The bill also includes provisions that provide a path to citizenship for 11 million undocumented immigrants and improve border security. But the most important economic test is whether it will allow the US to meet its labor needs without forcing workers into the underground economy. The last big immigration reform in 1986 failed that test—and Congress seems ready to repeat its mistakes.
Politicians outsourced negotiations over guest workers to the business lobby, which advocates for large numbers of guest workers and little regulation for the businesses that need them, and trade unions, which want to protect American workers from cut-rate competition. They came up with a deal for a “W Visa” that would allow 20,000 temporary workers per year to come to the US for the first four years, then increase the cap to 75,000 per year and eventually as many as 200,000 per year.
The problem is that the US economy will require many more workers than that, even if high unemployment might mask this reality today.
In a forthcoming policy brief, economists Michael Clemens and Lant Pritchett argue that more low-skilled jobs will be created in the US between 2010 and 2020 than there will be workers to fill them. Using a Bureau of Labor Statistics forecast of occupational demand, they broke down jobs by skill level and whether workers could easily be replaced by automation or offshoring:
The bottom line: About 1.7 million new American workers between ages 25-54 will begin looking for jobs in the decade. But there will be demand for 1.6 million high-skilled workers—jobs like nursing, teaching and other professional work done face-to-face—and 3.6 million new low-skilled workers in sectors such as health care, food service, construction and janitorial services.
But wait, won’t people who are currently unemployed pick up the slack? That simply hasn’t happened during the recession, and there’s no reason to think it will change. For example, some skilled workers whose jobs have been outsourced don’t want to take low-skill jobs, and some older unemployed workers have opted for Social Security’s disability pensions.
So, filling all of the new jobs that will be created this decade will be a challenge. Ideally, Clemens says that lawmakers would simply increase the number of green cards issued.
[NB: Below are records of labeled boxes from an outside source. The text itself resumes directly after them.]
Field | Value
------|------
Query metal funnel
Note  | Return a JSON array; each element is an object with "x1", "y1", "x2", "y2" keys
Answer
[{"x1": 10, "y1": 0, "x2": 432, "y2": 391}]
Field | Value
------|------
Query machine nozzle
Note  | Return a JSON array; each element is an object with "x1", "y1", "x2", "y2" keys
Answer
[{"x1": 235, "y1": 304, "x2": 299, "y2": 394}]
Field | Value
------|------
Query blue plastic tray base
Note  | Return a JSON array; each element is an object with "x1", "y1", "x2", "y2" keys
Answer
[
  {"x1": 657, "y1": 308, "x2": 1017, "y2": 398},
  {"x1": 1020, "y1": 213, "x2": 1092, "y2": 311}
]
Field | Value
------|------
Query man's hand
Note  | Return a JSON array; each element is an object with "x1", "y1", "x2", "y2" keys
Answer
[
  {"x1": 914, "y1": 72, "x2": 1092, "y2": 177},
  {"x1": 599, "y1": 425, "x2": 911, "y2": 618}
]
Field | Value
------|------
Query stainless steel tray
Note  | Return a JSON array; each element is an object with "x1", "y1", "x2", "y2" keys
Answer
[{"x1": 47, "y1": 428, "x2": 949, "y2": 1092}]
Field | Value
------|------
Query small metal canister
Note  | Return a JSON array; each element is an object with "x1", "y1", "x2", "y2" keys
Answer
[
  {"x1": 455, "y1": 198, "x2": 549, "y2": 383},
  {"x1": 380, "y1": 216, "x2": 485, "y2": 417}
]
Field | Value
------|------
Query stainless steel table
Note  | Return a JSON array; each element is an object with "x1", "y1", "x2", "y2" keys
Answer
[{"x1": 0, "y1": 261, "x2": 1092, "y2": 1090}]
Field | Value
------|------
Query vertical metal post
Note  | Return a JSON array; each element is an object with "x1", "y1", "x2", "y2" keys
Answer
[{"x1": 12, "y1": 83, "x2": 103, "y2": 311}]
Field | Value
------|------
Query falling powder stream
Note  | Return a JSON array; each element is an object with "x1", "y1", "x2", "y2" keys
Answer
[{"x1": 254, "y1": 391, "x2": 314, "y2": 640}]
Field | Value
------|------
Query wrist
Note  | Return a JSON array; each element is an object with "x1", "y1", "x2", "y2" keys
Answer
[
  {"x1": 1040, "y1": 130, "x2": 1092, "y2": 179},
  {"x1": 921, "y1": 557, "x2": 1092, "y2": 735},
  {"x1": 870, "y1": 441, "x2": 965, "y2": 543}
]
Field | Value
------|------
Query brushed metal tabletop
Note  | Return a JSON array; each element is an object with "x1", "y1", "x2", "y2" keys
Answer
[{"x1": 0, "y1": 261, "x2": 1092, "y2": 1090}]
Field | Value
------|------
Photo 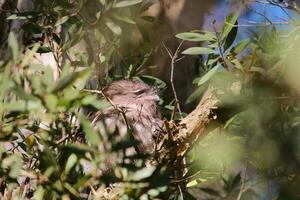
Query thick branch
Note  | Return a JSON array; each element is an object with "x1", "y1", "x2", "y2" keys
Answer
[{"x1": 155, "y1": 88, "x2": 219, "y2": 161}]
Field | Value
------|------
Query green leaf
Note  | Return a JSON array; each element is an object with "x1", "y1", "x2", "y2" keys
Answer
[
  {"x1": 106, "y1": 21, "x2": 122, "y2": 35},
  {"x1": 221, "y1": 12, "x2": 239, "y2": 41},
  {"x1": 80, "y1": 116, "x2": 101, "y2": 147},
  {"x1": 176, "y1": 32, "x2": 216, "y2": 42},
  {"x1": 22, "y1": 23, "x2": 43, "y2": 34},
  {"x1": 8, "y1": 32, "x2": 20, "y2": 62},
  {"x1": 182, "y1": 47, "x2": 216, "y2": 55},
  {"x1": 65, "y1": 153, "x2": 78, "y2": 174},
  {"x1": 1, "y1": 154, "x2": 23, "y2": 178},
  {"x1": 221, "y1": 12, "x2": 239, "y2": 51},
  {"x1": 114, "y1": 0, "x2": 143, "y2": 8},
  {"x1": 198, "y1": 65, "x2": 220, "y2": 86},
  {"x1": 231, "y1": 38, "x2": 250, "y2": 55},
  {"x1": 37, "y1": 46, "x2": 52, "y2": 53},
  {"x1": 55, "y1": 16, "x2": 70, "y2": 26},
  {"x1": 52, "y1": 69, "x2": 90, "y2": 93},
  {"x1": 132, "y1": 166, "x2": 156, "y2": 181},
  {"x1": 185, "y1": 86, "x2": 206, "y2": 104}
]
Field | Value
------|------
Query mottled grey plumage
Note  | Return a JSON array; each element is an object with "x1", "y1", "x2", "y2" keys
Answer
[{"x1": 94, "y1": 80, "x2": 163, "y2": 153}]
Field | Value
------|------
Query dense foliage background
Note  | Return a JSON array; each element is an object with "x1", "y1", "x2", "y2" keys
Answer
[{"x1": 0, "y1": 0, "x2": 300, "y2": 199}]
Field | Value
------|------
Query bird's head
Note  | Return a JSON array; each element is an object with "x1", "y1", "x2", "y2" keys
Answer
[{"x1": 105, "y1": 80, "x2": 159, "y2": 107}]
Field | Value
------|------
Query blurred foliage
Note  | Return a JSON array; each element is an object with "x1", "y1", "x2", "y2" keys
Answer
[{"x1": 0, "y1": 0, "x2": 300, "y2": 199}]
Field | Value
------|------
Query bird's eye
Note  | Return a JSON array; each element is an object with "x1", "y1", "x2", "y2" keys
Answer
[{"x1": 133, "y1": 89, "x2": 146, "y2": 95}]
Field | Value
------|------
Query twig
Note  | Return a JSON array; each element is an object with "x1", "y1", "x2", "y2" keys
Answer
[
  {"x1": 163, "y1": 41, "x2": 183, "y2": 118},
  {"x1": 213, "y1": 22, "x2": 229, "y2": 70},
  {"x1": 236, "y1": 163, "x2": 248, "y2": 200}
]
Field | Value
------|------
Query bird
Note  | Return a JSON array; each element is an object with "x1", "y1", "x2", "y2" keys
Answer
[{"x1": 92, "y1": 79, "x2": 164, "y2": 154}]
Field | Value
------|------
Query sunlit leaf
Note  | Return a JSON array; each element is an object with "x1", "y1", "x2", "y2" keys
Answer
[
  {"x1": 114, "y1": 0, "x2": 143, "y2": 8},
  {"x1": 182, "y1": 47, "x2": 216, "y2": 55},
  {"x1": 198, "y1": 65, "x2": 220, "y2": 86},
  {"x1": 176, "y1": 32, "x2": 216, "y2": 42}
]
But since that’s politically unfeasible, the remaining options are to fill the gap with undocumented immigrants, create a sufficiently large guest worker program, or simply leave the jobs unfilled.
Critics of guest worker programs worry that they will drive down overall wages, but the research by and large suggests that any job displacement or lowering in wages is outweighed by the benefits that the immigrants bring, including this report from Alan Krueger, now the White House’s top economist.
What these critics really miss, Clemens and Pritchett write, is that new low-skilled workers help create new jobs—not only by spending the wages they earn but also by creating demand for more managers, and by protecting industries (particularly tough to harvest crops like apples, cucumbers, lettuce, and melons) that couldn’t exist without cheap labor.
What worries Clemens most of all is that the guest worker compromise doesn’t appear to be looking closely at the United States’ labor needs in the future.
“It was not from a detailed economic analysis of the needs of the country,” he says. “To enshrine in law that the economy in no circumstance will ever need more than 200,000 a year is a strategy for guaranteeing that there will be large numbers of irregular workers in the future again.”